Okay… Just What are we Transforming?
I’m constantly reminded that context is king… that words have meaning… and that the meaning of our words is almost entirely dependent on our context.
Last night I had coffee with an agile coach here in the Atlanta area. We got to talking about the idea of ‘agile transformation’. It became pretty clear, pretty quickly we were using the phrase in two very different ways.
His perspective was that ‘agile transformation’ involved taking a project team, teaching them agile values and agile practices, and helping them deliver better products to market faster, and with higher quality.
Worthy goals… no doubt.
My perspective on agile transformation looks a little different. To me, agile transformation involves influencing the structures and culture around the team. Only by influencing the systems around the team, can we achieve true end-to-end business agility.
Meaningful, long-lasting agile transformation starts by establishing a clear vision for the organization, and how we want it to operate when we get there. It involves creating a change management strategy that will get us from here to there as safely as possible.
Without transforming the organization around the team, the transformation within the team won’t be sustainable. The forces that act on the team are often too great for the changes to stick. It’s too easy to go back to the old way of doing things.
It helps to understand just what we are trying to accomplish with our agile transformation. If we just want to get a project team really humming… team transformation might be enough to meet our goals.
If we want ongoing, sustainable business benefit from our investment in agile, we are going to need to think beyond the team. We are going to need to think about the rest of the business and how we collectively deliver value.
No right or wrong here… you just gotta be realistic about what you are trying to accomplish.
This may be a new ball game Mike. The driving force behind Agile (as I understand it) is the ability to influence and change the way we produce work, most often with software product. Influencing other parts of the business gets you out of comparisons with Waterfall and PMBOK and into elements of financial analysis and strategy. I don't think that's where you want Agile to be.
The thought of playing to your strengths comes to mind here. I'd be careful in stretching Agile too far as you might get into areas where it's not strong or was never designed to live.
Bob… yes, this is a new ballgame.
Change has to happen on many levels… the project team, the IT organization (politics and silos), as well as the business.
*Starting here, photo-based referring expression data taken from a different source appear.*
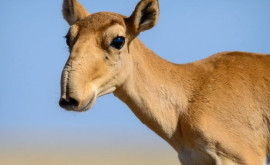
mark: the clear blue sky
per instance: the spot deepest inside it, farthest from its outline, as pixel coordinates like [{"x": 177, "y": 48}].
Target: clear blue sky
[{"x": 33, "y": 53}]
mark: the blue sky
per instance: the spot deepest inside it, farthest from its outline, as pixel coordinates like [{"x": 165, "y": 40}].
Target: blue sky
[{"x": 33, "y": 53}]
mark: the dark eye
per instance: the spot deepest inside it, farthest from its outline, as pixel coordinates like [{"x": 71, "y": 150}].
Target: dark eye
[
  {"x": 67, "y": 40},
  {"x": 118, "y": 42}
]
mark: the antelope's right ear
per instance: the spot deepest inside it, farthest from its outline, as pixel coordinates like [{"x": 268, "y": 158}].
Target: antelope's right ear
[
  {"x": 73, "y": 11},
  {"x": 144, "y": 17}
]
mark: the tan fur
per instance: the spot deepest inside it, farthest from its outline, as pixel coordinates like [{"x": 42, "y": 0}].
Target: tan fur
[{"x": 213, "y": 111}]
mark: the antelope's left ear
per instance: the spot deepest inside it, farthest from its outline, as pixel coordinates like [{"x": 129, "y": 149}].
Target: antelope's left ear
[
  {"x": 73, "y": 11},
  {"x": 144, "y": 16}
]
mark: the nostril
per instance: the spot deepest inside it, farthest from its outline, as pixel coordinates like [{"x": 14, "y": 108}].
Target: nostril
[
  {"x": 68, "y": 102},
  {"x": 73, "y": 101},
  {"x": 63, "y": 102}
]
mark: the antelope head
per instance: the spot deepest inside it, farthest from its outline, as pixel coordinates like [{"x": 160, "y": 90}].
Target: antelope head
[{"x": 100, "y": 60}]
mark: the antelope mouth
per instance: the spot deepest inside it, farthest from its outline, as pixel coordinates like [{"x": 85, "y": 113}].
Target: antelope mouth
[{"x": 92, "y": 100}]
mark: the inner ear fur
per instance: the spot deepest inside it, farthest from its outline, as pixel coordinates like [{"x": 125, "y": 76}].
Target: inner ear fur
[
  {"x": 144, "y": 17},
  {"x": 73, "y": 11}
]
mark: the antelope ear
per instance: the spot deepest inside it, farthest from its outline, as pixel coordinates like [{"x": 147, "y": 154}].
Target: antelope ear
[
  {"x": 73, "y": 11},
  {"x": 144, "y": 17}
]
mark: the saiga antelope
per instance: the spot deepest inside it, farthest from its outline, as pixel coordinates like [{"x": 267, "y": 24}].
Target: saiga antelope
[{"x": 213, "y": 111}]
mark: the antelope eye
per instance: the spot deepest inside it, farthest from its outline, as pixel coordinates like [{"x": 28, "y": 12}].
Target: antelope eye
[{"x": 118, "y": 42}]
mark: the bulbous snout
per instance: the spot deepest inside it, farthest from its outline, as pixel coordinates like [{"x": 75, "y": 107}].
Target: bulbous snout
[{"x": 69, "y": 103}]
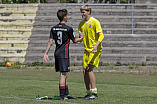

What good does it do for the team to deliver every two weeks if the business approves projects on 18 months cycles?
I agree with Mike – simply changing at the software development level in isolation does not harness the real business or personal gains to be made using an Agile approach..early value if you like
I have seen successful scrum teams who understand and live by the agile principles and use the practices well, however I tend to come across more teams that are regimented, driven by process, not empowered and not delivering value let alone early.
Imho Scrum alone does not solve business problems, The best performing and most satisfied teams seem to be those who feel they are an important part of the larger organisation.
Servant leadership must emanate from all areas of an organisation in order to ensure everyone is empowered and working to a single overall vision of change
Mike, This is an interesting post! The progression and success of this transformation depends on the mindset of stakeholders in the organization. In most of the cases, mindset transformation is required to ensure the success of agile transformation.